The contention that there is a genuine issue that should be threshed out by holding a trial of the case because the Appellant did not undertake to indemnify the Appellee for loss or damage it might suffer as a result of the forfeiture of the bond in favor of the Government of the Republic of the Philippines is without merit, because the forfeiture of bail bonds is always in favor of the State.

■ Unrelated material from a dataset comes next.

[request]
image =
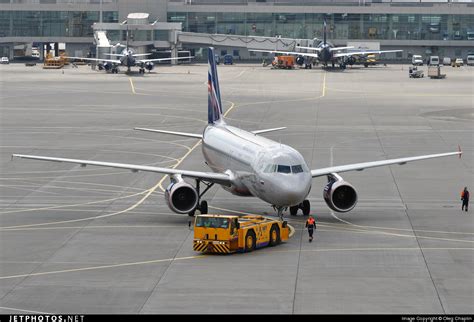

As to the Appellant’s claim that he was not liable on his indemnity agreement because the Appellee made payment to the Sheriff of Manila without his knowledge and consent, suffice it to say that the Appellee did not have to secure his consent to make such payment because it was pursuant to an order of execution issued by a court of competent jurisdiction and in accordance with the terms of the agreement wherein the Appellant undertook to indemnify the Appellee for damages that it might “sustain or incur in consequence of having become surety” for the provisional release of the accused Douglas Moss. On the Appellant’s defense that he signed the indemnity agreement relying upon the assurance by the Appellee that he would not be liable thereon because he was protected and covered by the terms of policy No. 200, 697 issued in his favor and in favor of Douglas Moss, aside from the fact that such assurance does not appear in the indemnity agreement (Annex B), the Appellant failed to served an opposing affidavit denying or controverting the verified statement of the Appellee’s Assistant District Manager & Manager, Bond Department, that there had been no such assurance.

The judgment appealed from is affirmed, with costs against the Appellant.

Paras, C.J., Bengzon, Montemayor, Bautista Angelo, Labrador, Concepcion, Reyes, J. B. L., Endencia and Felix, JJ., concur.

 

Endnotes:chanroblesvirtuallawlibrary

  1.  Section 8, Rule 15.

  2.  Jugador vs. Vera, 94 Phil., 704.